By not allowing the second remedy the supreme court restricted itself to its constitutional function of administration of justice and left the rest for those respective institutions to act on. By doing so the court underlined its commitment to constitutionalism and rule of law.

CONCLUSION

Men are born free. All the restrains we have today is for the betterment of us as a society. Any constraint apart from those facilitating the living of people is slavery any system which enforces such purposeless and unperforming restrictions is a tyranny. The government here is to govern us and not to rule us, as free citizens of a democratic country we are not destined to be ruled but to be governed. While concluding I wish that my words and deeds be an instrument of liberty and democracy.

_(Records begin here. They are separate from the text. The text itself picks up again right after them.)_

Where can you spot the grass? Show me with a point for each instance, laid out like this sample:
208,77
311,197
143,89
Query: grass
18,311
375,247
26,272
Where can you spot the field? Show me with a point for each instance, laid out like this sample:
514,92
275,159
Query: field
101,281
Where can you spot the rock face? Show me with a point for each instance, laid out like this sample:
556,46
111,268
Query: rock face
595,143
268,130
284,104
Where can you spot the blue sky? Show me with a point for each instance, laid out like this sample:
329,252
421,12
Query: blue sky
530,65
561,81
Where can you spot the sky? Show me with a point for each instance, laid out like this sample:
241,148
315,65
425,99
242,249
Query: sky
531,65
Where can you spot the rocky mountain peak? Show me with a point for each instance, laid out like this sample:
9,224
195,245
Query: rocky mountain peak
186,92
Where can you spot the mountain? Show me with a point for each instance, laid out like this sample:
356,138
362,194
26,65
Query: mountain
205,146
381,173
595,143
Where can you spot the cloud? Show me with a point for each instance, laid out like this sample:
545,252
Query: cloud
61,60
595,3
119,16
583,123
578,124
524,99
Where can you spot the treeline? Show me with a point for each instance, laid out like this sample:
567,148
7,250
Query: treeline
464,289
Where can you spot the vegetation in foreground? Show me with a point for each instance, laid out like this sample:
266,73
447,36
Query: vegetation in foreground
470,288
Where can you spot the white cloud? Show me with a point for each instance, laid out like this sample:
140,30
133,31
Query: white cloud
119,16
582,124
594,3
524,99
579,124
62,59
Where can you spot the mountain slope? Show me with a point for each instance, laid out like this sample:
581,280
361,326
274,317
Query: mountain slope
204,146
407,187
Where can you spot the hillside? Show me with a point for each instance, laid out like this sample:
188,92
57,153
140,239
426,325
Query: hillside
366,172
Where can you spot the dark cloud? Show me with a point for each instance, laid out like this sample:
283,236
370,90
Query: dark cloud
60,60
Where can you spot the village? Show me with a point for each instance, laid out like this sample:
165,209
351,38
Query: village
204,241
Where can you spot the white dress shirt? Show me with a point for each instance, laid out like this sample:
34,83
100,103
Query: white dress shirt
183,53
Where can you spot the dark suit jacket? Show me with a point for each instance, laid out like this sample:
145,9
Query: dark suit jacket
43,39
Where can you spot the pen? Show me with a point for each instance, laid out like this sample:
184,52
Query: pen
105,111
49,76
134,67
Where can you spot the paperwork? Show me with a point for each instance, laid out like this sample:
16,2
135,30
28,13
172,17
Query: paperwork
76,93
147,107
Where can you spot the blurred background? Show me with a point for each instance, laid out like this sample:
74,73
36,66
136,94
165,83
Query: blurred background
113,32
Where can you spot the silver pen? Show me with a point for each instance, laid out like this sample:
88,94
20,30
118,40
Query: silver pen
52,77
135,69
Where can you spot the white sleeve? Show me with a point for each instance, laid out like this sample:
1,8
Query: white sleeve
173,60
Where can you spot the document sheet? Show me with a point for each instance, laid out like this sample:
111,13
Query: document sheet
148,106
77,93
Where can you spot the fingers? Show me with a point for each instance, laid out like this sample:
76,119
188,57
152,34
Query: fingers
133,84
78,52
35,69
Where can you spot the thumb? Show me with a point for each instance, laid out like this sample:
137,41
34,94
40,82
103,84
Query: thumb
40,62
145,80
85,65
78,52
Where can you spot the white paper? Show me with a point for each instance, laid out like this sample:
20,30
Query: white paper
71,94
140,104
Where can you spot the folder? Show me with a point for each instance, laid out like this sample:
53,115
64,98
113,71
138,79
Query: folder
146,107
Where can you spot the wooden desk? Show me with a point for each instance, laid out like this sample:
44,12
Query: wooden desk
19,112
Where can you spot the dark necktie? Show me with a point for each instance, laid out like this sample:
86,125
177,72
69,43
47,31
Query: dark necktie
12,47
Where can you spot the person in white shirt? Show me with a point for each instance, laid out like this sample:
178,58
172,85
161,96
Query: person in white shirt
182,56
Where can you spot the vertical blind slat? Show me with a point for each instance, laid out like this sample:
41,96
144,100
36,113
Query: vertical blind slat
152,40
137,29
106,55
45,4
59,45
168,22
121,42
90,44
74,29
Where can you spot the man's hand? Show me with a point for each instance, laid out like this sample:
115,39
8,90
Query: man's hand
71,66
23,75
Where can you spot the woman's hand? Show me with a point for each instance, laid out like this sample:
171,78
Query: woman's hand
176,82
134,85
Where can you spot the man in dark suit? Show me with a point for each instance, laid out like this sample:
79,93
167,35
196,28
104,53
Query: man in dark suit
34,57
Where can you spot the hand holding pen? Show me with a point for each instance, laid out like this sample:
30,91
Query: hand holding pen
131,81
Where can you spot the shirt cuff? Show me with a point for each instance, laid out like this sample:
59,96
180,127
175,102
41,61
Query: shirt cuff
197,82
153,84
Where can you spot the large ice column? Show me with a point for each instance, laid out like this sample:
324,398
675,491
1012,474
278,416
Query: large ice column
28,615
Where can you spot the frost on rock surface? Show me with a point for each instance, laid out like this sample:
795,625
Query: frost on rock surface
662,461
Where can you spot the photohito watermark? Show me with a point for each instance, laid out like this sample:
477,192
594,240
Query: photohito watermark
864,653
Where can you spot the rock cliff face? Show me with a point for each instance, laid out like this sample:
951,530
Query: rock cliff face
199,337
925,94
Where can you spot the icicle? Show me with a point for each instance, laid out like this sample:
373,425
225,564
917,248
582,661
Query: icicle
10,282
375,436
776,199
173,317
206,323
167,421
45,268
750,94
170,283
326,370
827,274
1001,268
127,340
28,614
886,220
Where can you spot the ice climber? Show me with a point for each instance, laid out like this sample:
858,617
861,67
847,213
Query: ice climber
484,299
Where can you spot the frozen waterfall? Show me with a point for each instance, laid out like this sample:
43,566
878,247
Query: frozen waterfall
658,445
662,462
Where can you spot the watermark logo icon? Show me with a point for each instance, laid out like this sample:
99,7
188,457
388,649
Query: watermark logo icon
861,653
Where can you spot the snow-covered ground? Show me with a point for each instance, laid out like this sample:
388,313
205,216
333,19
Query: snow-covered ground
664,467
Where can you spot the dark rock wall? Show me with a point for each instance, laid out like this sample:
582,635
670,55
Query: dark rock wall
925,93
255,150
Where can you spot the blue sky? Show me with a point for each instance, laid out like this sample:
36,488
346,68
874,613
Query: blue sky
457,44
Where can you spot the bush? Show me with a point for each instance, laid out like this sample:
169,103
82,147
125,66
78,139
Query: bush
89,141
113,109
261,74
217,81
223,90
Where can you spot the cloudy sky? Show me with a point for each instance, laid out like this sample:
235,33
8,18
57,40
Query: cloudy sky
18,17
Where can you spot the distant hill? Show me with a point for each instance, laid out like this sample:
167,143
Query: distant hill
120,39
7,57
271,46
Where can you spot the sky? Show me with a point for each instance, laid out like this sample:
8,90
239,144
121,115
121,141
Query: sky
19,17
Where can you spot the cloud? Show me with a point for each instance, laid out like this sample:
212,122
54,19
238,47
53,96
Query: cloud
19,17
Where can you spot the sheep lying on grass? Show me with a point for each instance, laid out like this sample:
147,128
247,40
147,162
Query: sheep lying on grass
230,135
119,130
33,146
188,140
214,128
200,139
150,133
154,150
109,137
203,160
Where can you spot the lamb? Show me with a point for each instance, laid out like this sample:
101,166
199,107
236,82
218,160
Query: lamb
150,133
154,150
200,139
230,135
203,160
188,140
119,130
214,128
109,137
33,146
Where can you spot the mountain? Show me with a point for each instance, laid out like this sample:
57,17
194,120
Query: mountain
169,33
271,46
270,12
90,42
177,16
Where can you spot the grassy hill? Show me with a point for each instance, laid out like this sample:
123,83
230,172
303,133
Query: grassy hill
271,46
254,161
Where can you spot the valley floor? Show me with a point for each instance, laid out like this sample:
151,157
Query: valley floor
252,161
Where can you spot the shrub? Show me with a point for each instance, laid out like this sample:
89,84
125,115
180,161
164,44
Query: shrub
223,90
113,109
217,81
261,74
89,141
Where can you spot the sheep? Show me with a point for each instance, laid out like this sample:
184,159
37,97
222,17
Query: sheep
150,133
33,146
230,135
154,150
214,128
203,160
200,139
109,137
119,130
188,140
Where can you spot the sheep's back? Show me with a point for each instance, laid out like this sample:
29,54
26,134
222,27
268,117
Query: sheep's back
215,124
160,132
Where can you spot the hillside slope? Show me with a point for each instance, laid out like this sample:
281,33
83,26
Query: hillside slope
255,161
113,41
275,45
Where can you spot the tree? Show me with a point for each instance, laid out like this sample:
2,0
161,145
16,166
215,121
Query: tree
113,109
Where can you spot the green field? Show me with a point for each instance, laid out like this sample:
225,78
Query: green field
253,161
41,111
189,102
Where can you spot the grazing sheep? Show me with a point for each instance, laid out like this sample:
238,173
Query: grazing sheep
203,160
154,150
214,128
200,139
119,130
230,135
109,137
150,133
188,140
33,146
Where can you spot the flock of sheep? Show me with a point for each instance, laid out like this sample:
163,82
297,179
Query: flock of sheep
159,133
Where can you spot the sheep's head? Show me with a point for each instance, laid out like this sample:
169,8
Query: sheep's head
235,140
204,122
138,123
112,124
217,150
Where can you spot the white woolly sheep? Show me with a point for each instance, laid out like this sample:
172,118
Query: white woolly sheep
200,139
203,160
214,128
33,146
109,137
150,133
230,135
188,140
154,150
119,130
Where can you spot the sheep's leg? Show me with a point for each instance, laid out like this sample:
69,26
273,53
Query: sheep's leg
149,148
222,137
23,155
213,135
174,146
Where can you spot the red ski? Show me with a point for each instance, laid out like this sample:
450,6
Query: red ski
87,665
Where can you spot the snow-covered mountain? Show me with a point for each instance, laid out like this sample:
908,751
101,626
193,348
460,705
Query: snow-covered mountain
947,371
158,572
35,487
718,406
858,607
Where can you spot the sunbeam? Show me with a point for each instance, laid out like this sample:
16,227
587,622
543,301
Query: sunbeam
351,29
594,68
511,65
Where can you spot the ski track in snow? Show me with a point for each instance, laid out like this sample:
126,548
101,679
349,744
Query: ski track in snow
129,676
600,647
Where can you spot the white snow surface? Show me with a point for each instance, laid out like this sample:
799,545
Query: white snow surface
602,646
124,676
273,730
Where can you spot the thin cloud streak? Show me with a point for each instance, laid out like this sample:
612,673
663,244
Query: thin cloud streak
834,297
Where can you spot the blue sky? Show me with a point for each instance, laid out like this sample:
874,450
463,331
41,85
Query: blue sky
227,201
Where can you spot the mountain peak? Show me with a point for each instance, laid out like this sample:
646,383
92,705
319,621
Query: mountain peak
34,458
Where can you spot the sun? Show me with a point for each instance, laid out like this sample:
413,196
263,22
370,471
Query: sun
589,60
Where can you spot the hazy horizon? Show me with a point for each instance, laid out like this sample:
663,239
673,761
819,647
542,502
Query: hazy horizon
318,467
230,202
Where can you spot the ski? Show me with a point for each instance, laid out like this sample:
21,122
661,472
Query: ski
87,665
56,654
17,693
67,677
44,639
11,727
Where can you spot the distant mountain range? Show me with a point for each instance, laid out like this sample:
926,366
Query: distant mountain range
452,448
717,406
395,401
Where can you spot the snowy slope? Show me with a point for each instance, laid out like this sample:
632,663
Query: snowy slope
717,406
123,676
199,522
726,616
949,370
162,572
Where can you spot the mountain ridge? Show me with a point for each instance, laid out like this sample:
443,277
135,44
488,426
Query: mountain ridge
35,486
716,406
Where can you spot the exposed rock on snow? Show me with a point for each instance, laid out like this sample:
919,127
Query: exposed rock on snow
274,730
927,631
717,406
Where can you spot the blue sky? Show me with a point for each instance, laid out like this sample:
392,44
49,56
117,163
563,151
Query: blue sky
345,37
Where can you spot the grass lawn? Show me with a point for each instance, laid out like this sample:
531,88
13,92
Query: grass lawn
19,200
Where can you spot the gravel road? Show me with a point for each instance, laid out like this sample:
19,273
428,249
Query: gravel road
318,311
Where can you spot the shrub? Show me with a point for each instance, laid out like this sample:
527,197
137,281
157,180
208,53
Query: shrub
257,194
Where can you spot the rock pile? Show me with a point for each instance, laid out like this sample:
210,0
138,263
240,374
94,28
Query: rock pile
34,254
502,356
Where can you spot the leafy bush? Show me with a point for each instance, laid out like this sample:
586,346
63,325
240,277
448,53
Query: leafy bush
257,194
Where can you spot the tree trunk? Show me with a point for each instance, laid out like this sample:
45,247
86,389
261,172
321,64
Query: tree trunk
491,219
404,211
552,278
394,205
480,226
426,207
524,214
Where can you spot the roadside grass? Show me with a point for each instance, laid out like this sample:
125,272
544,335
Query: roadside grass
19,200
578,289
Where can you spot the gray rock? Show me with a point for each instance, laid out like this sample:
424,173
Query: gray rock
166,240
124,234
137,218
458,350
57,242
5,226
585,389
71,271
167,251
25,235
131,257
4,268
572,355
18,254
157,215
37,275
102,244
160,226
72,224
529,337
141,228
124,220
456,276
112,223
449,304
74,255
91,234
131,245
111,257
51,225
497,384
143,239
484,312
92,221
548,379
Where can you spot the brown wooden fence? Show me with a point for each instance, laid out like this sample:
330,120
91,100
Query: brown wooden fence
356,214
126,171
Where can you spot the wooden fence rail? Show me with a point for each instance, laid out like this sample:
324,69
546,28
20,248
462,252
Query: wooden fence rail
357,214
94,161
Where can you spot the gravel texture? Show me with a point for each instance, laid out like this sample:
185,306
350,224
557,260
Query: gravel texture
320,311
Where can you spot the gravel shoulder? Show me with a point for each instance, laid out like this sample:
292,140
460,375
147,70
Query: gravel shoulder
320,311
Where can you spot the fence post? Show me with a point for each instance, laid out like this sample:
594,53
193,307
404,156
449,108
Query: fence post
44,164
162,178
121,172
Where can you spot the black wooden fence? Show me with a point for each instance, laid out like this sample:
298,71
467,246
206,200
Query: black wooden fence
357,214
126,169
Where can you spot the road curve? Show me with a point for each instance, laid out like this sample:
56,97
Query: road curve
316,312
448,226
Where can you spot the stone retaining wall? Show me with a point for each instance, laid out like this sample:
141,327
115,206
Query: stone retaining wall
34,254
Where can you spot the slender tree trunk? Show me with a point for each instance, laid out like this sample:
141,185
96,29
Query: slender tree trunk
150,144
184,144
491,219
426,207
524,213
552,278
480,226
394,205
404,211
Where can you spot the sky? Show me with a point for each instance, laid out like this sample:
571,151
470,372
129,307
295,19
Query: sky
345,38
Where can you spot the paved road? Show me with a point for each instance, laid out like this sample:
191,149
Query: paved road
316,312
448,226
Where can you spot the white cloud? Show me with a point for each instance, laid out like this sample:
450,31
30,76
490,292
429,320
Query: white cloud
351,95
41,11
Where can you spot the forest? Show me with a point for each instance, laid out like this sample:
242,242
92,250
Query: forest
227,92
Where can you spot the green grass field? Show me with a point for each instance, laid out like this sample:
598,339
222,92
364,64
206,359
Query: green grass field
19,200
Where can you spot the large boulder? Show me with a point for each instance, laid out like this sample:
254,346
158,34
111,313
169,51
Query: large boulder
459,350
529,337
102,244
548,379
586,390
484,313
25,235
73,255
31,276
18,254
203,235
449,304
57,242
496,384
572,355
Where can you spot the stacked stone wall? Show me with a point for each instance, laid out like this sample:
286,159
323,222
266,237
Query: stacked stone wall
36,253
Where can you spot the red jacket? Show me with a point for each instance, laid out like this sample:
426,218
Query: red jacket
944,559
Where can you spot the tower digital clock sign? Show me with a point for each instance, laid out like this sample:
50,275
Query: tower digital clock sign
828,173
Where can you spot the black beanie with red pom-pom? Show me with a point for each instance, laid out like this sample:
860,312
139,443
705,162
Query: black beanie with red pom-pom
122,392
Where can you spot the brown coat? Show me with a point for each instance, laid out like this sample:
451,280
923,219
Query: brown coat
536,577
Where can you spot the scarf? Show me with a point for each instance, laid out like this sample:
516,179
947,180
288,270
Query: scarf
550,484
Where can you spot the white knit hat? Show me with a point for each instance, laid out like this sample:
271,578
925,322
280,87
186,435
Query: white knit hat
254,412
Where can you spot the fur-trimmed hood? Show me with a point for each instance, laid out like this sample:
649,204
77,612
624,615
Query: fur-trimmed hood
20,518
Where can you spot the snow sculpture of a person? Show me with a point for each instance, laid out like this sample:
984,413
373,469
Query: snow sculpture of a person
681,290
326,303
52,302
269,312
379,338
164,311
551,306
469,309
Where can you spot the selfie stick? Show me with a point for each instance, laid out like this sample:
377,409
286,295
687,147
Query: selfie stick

I prefer dangerous freedom over peaceful slavery”Thomas Jefferson


[i](2005)6 SCC 1

[ii](2020)14 SCC 12

[iii](2021)1 SCC 1

[iv](2019) 12 SCC 432

[v]AIR (1957) SC 62

[vi]1950 SCR 594

[vii] (1962) Supp. 2 SCR 769

[viii]  (1892) I.L.R. 19 Cal. 35

[ix](1898) I.L.R. 22 Bom. 112.

[x]2021 SCC OnLine SC

[xi]PAS Pillai’s CRIMINAL LAW, 13THEdition, Page no: 382, CITATION: 48

AUTHOR

The author of this article is Dhanush C.A, 9th semester 5 year B.A L.L.B student at Government Law College, Thiruvananthapuram and he is also the member of LJRF Palakkad chapter.